The Tempe Center for the Arts, located at 700 W. Rio Salado Parkway, will open its doors on Sunday, Sept. 9, with a Grand Opening Family Day Event from noon to 5 p.m.
The free exhibition will feature performances, excerpts from books and musicals presented by groups such as Childsplay and Tempe Little Theater, as well as poetry readings and percussion music.
Participants will also have a chance to take a tour of the 88,000-square-foot building, which includes a 600-seat theater, a studio gallery that promises to captivate visitors with both two- and three-dimensional artwork and a 17-acre art park with a lakeside amphitheater as well as many other amenities.
Many ASU students and community members are looking forward to the TCA's opening day and plan to take advantage of its proximity to ASU.
"We are a community that recognizes the importance of the amenities," said Tempe City Councilwoman Barb Carter. "We are very much a college town as ASU has such a presence in the community, but the cultural piece was missing for our citizens, and I think that's why people are looking forward to it."
But others, like journalism junior Carly Campo, are unsure of whether the art center will have art that is geared toward their interests.
"I think that ASU really differs in its students and that there is a large pool of people, so I'm sure that they will find a niche [of people] that are interested," Campo said.
Regardless of one's taste, the Tempe Arts Center promises to always be full of a variety of art.
The building itself is constructed to look like a piece of art. Students may also be able to expect to see student art featured in the center.
Whatever its use and featured art, the TCA is a long time coming.
In May 2000, Tempe voters passed Proposition 400, which cleared the way for the creation of a new art center in the heart of Tempe.
Proposition 400 allotted a 1/10 percent sales tax that would be used to provide the funding for development, construction and operation of the art center. Of the funds generated by the tax, $63 million was spent on the construction of the building and adjacent park.
Though Proposition 400 led the way to the funding for the actual building, the idea was put onto paper long before by the Tempe Municipal Arts Commission in 1996.
Inspired by several surveys that showed that the citizens of Tempe wished for their own art center, Carter put the idea before the council.

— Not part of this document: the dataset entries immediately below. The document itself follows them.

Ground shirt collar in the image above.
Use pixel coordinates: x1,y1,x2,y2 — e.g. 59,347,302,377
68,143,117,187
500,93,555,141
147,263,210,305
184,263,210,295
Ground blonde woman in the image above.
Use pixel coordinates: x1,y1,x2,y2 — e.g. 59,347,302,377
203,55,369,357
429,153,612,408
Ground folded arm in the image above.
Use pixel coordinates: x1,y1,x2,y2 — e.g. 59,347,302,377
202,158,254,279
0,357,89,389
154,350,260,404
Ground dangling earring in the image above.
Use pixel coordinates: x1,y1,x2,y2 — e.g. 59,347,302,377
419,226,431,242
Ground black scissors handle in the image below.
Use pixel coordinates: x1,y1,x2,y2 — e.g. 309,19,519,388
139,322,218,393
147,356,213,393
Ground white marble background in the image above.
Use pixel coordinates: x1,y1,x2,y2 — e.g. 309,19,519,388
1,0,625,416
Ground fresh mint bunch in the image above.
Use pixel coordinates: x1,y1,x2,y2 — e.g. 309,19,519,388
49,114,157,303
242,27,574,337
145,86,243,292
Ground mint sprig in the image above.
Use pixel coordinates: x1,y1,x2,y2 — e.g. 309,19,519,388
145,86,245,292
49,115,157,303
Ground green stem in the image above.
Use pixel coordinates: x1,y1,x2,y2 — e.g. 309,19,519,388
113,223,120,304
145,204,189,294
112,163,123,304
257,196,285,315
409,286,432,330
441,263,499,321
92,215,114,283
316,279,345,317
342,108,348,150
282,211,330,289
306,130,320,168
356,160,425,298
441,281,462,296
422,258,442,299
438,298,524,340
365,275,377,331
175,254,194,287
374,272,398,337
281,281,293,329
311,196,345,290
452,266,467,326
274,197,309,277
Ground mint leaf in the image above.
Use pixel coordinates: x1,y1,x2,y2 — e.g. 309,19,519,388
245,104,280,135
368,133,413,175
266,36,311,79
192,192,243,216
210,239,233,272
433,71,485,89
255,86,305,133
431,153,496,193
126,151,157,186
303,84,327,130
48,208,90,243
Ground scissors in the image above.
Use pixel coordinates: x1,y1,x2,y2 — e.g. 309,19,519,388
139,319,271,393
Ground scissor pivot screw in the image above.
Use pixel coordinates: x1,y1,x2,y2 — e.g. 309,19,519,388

Then came the construction.
"We chose to build next to the lake, because the art center wouldn't have really fit anywhere else," Carter said. "The lake kind of spoke for it, and it spoke for the lake."
A work eight and a half years in the making, the entire operation consisted of five years of planning, one year to clear out the landfill near Tempe Town Lake onto which the art center was to built and two and a half years of actual construction.